Según explica Ridley, el sexo también tiene sentido analizado a la luz del gen egoísta. Si lo importante fuera realmente el organismo, éste se reproduciría por clonación. En cambio, casi todos los organismos complejos se reproducen contribuyendo solamente con la mitad de los genes de sus crías, y la otra mitad de los genes es aportada por otro organismo. Desde la perspectiva genética, el sexo proporciona la oportunidad de participar en varios organismos, en compañía de combinaciones de genes. Un pequeño número de vástagos conseguirá existencia, debido a que tienen una combinación genética única que les permite evitar nuevas y dañosas mutaciones y superar virus y otros gérmenes.
El egoísmo de los genes se atempera con la necesidad de cooperar con los genes vecinos en la construcción de un organismo que los reproduce a todos.
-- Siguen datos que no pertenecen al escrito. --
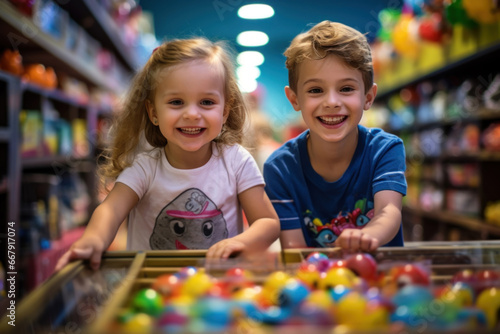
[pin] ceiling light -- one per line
(247, 85)
(250, 58)
(252, 38)
(255, 11)
(250, 72)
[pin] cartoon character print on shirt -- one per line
(190, 221)
(326, 233)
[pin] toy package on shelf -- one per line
(465, 174)
(31, 133)
(431, 197)
(75, 201)
(81, 147)
(463, 139)
(463, 201)
(491, 137)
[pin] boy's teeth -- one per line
(332, 119)
(191, 131)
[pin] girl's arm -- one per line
(292, 239)
(264, 226)
(102, 227)
(380, 229)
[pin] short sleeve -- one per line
(390, 168)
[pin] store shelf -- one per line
(455, 219)
(465, 66)
(54, 94)
(104, 29)
(36, 46)
(4, 135)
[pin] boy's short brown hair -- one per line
(330, 38)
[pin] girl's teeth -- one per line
(332, 120)
(191, 131)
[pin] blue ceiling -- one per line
(218, 20)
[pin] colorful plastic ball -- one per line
(272, 285)
(363, 265)
(292, 293)
(489, 302)
(413, 296)
(139, 323)
(186, 272)
(459, 293)
(483, 11)
(339, 292)
(321, 299)
(319, 259)
(309, 274)
(466, 276)
(148, 301)
(174, 319)
(216, 313)
(457, 15)
(167, 285)
(337, 276)
(487, 278)
(410, 274)
(236, 279)
(197, 284)
(353, 312)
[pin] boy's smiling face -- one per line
(332, 98)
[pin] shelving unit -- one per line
(441, 223)
(20, 32)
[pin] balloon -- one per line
(404, 36)
(483, 11)
(456, 14)
(388, 19)
(430, 28)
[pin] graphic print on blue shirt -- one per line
(190, 221)
(326, 233)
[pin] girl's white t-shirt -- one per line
(188, 208)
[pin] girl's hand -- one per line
(87, 247)
(225, 248)
(355, 240)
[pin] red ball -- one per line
(363, 265)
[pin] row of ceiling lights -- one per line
(249, 61)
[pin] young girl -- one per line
(189, 189)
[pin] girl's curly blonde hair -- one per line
(132, 121)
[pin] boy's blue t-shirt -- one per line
(303, 199)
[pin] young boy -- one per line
(338, 183)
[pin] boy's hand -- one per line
(355, 240)
(223, 249)
(85, 248)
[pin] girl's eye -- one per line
(314, 90)
(175, 102)
(207, 103)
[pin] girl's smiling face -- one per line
(189, 107)
(332, 98)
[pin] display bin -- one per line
(79, 300)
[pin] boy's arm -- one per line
(380, 229)
(102, 227)
(264, 226)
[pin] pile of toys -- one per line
(354, 293)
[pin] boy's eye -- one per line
(346, 89)
(207, 103)
(314, 90)
(175, 102)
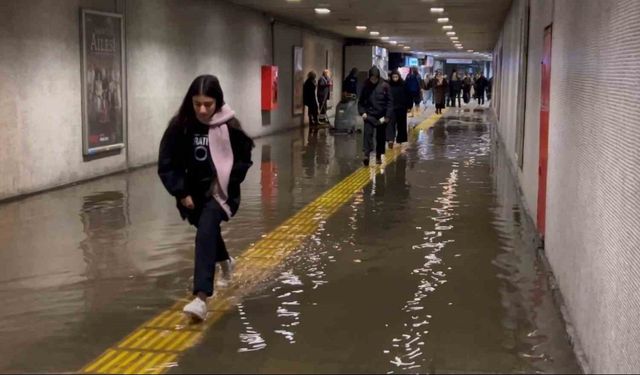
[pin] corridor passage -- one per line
(427, 264)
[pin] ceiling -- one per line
(477, 23)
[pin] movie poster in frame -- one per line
(298, 80)
(103, 81)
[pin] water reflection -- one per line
(407, 349)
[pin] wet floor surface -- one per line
(432, 267)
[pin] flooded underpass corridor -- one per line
(426, 265)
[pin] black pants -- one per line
(466, 95)
(397, 128)
(313, 115)
(452, 99)
(322, 102)
(210, 247)
(371, 127)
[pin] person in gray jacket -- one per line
(376, 108)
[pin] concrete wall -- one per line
(168, 43)
(316, 48)
(40, 96)
(593, 205)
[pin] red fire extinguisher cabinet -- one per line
(269, 87)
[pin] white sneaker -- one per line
(196, 309)
(227, 270)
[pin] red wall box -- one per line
(269, 87)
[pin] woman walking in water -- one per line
(204, 157)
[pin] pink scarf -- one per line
(221, 154)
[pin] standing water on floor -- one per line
(431, 267)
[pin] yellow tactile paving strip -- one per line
(154, 347)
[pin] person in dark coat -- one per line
(309, 99)
(414, 86)
(350, 84)
(440, 88)
(401, 104)
(324, 91)
(204, 156)
(376, 108)
(466, 88)
(481, 87)
(455, 86)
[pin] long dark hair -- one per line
(207, 85)
(400, 80)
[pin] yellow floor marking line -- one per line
(154, 347)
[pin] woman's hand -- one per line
(187, 202)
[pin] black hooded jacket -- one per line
(183, 175)
(376, 100)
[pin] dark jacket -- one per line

Pero, como dice Ridley, los genes pueden ser despiadados en cuanto se les presenta una oportunidad. En algunas especies de ratones y moscas, existe una banda de genes mentirosos que coopera silenciosamente con sus vecinos en el desarrollo del organismo, hasta la producción de células espermáticas. Al igual que los otros genes, esta banda está presente sólo en la mitad del esperma. Pero en cuanto se realiza la división, estos genes asesinan todo el esperma en el que no están presentes. Como resultado, logran evitar toda concesión sexual, transmitiéndose a todos los retoños masculinos. Pero estos genes asesinos no son muy comunes, porque sus víctimas (los otros genes) acaban por descubrir maneras de protegerse.
Ridley relata otros intentos de motín genético. El más fascinante es el conflicto entre los genes que el padre da a un feto y los que le proporciona la madre. Los genes del padre impulsan al feto a absorber todos los recursos de la madre, a expensas de la fertilidad y salud futuras de ella. Pero los genes de la madre han desarrollado la capacidad de resistir esos ataques. Nuestro genoma es en realidad la tregua en esa guerra entre los sexos.